Фан Добин представлял, как они вернут Ли Ляньхуа. Будет шумно, будет громко, будет, возможно, большая ссора, а ему, верно, не сдержать слёз. Будет тихое рычание Ди Фэйшэна, будут знакомые ласковые ладони и неловкое похлопывание по спине. Хулицзин станет виться в ногах, путая шаги и не давая расцепиться.
Всё оказалось не так. Вместо радостной встречи — пустынный пляж да пасмурный день. Вместо приветственных объятий — настороженная тишина, недоверчивая, ломкая, что весенний лёд: не ходи, не тронь, уйдёшь в воду с головой, не выплывешь.
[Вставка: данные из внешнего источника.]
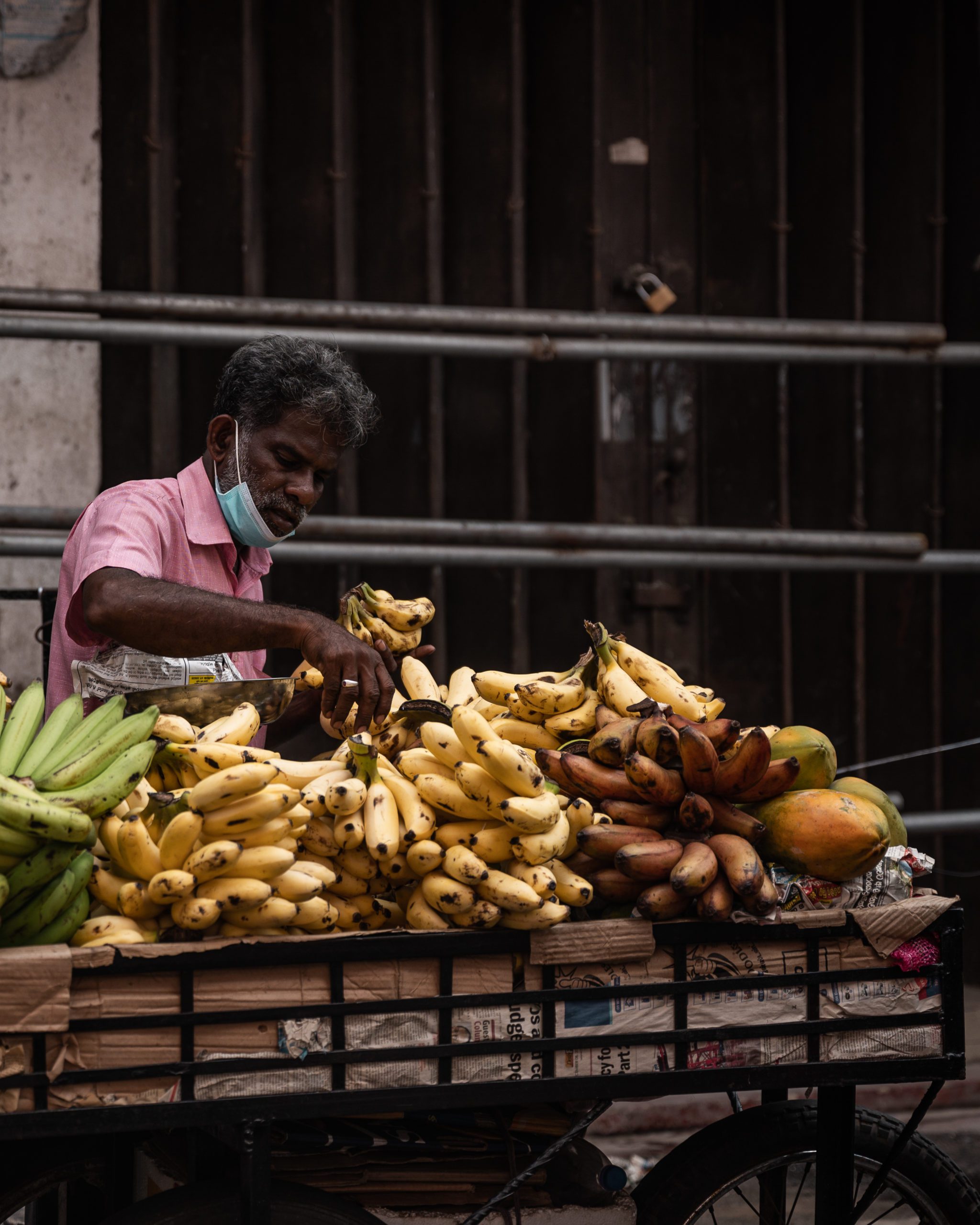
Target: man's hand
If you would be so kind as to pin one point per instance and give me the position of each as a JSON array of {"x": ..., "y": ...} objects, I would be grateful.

Ли Ляньхуа не оборачивается. Плащ его колышется вместе с волнами, словно живой, опадает концами в воду — мех обращается пеной и не уходит на дно.
Призраков не существует, упрямо шепчет Фан Добину сердце. С места с Ди Фэйшэном они срываются одновременно. Пускай ловушка. Пускай обман. Главное — коснуться, подхватить Ли Ляньхуа под руки, пока не рассыпался морской солью. Пока они могут…
— Какие же вы настойчивые, — вздыхает Ли Ляньхуа, но на свободу не рвётся. Пальцы у него ледяные, как мартовское море; Фан Добин цепляется крепче и отказывается отпускать. Согреть надо: растереть, укутать, поделиться ци. А-Фэй наверняка думает о том же — обжигает присутствием нетерпеливый «Тополь»…
Плащ поправить не удаётся. Ли Ляньхуа смотрит с тихой печалью и лёгким ехидством за раз — то есть, как типичный Ли Ляньхуа, который успел давно всё предугадать и предупредить, но не был услышан.
— Это…
— Грива, — любезно подсказывает Ли Ляньхуа и звонко ойкает, когда Ди Фэйшэн бесцеремонно пробует выдрать его из плаща. — Осторожнее, лао Ди, больно, вообще-то!
— Грива, — оцепенело повторяет Фан Добин, как послушная марионетка. Грива. У Ли Ляньхуа. Который в воде не мокнет — а ведь от их с А-Фэем сапогов вода отступает, не мочит, а Ли Ляньхуа ноги по колено лижет, ластясь…
Мягкое серебро у висков — блики чешуек, не седина. Под ханьфу, верно, хвост; а может, он алая поясная лента, что пляшет на ветру? За тёплой понимающей улыбкой — кончики игольных клыков. Не человек? Но всё ещё, всё же, Ли Ляньхуа.
Фан Добин мыслит быстро, как и следует наследнику поместья Тяньцзи:
— Ты болтал, что дом умеет плавать. Перегоним ближе…
— Конечно, умеет. — хмыкает А-Фэй, дёргая Ли Ляньхуа на себя. Не так, чтобы отобрать; преградить путь в бескрайнюю даль, да и только. Встать между Ли Ляньхуа и морем, встать между Ли Сянъи и землёй, закрывая от мира. Фан Добин движется следом, как влекомый прибоем, план разгадывая моментально. Всё-таки они и правда научились друг друга понимать.
— Старый лис есть старый лис. У твоего шифу давние отношения с водой, Фан Добин. Строить дом из моего корабля — не иначе догадался ещё тогда, к чему дело идёт.
Сердце его чжицзи бьётся тихо, но мерно. Фан Добин прижимается лбом к скрытому белым плечу и жмурится часто-часто. Мочить Ли Ляньхуа плащ… гриву… глупо, неправильно, он же взрослый, не ребёнок, но не получается перестать. Так смешно — Ляньхуа единственный, из-за кого он плакал снова и снова.
Ли Ляньхуа наведению сырости не возмущается. Только опускает ладонь ему на затылок и принимается мерно ерошить волосы. Наверняка встреплет хвост так, что только переделывать! И пускай. Вот и будет сам. Восстанавливать.
— Интуиция, — отвечает Ли Ляньхуа Ди Фэйшэну, откидываясь назад без всяких сомнений. Лао Ди, разумеется, ловит: Фан Добин даже шатнуться не успевает, как ловко оказывается подхвачен вместе с Ли Ляньхуа и обфыркан за компанию. Это так… Привычно. Обыденно. Верно.
Море насмешливо шумит. Фан Добин представляет пути вдоль течений рек и ручьёв, ласковое мурлыканье волн, плавное движение дома. Вместо ночных шорохов леса — звон перебираемой ветром водной глади, вместо шума городов — переклички птиц. Багряная лента к малиновому рассвету — на счастье, россыпь солнечных бликов вместо горсти монет. Стук жемчужных фишек вместо лязга мечей. Тихая песнь флейты — злато драконьих зрачков.
Из моря прежним не возвратиться. Но, может, и к лучшему оно?